French restaurant chain

Buffalo Grill is an American-themed steakhouse chain headquartered in Montrouge, France. Outlets are primarily sited in retail parks and medium-sized city outskirt locations.

Buffalo Grill is France's largest themed restaurant chain (as measured by sales and locations) with 360 locations in 3 countries (France, Switzerland and Spain). The majority of the locations are in France.

Buffalo Grill serves about 31 million meals per year and reached over €557 million of sales in 2017. Buffalo Grill has been chosen as the favorite restaurant brand by the French three times, most recently in 2018. The award is based on a study by Ernst & Young in which a panel of 8,500 consumers chose Buffalo Grill as the best brand.

==History==
Buffalo Grill was founded in September 1980 by Christian Picart. The first location opened in Avrainville, Essonne. Four years later, Picard opened a second outlet in France and then a first franchise in Annecy.

Throughout the 1980s and 1990s, the chain continued its expansion in France. By the end of 1995, the chain offered over 140 outlets, with 38 as franchises. In 1997, it opened 3 restaurants in Belgium and one in Madrid, followed by other outlets in Spain, two in Luxembourg and one in Switzerland. In 1999, the group went public on the Paris Stock Exchange.

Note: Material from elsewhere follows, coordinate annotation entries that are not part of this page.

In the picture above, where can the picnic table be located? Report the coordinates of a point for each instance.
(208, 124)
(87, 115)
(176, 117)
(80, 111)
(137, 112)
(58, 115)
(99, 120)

In 2005, the company was sold to Colony Capital which acquired a majority stake (83%). Three years later, Buffalo Grill was sold to Abenex & Nixen Partners.

In 2017, private equity fund TDR Capital LLP acquired the company, a value estimated at around €400 million.

As of July 2019, Buffalo Grill reported it had 360 outlets (including 100 franchises), with over 5,000 employees.
In 2020 the last Luxemburg location has been closed.RTL Today news from 14.02.2019

==Operations==
About two-thirds of Buffalo Grill outlets are company-owned and the rest are operated by franchise holders.

The company has its headquarters at 9, Boulevard du Général de Gaulle, Montrouge, France.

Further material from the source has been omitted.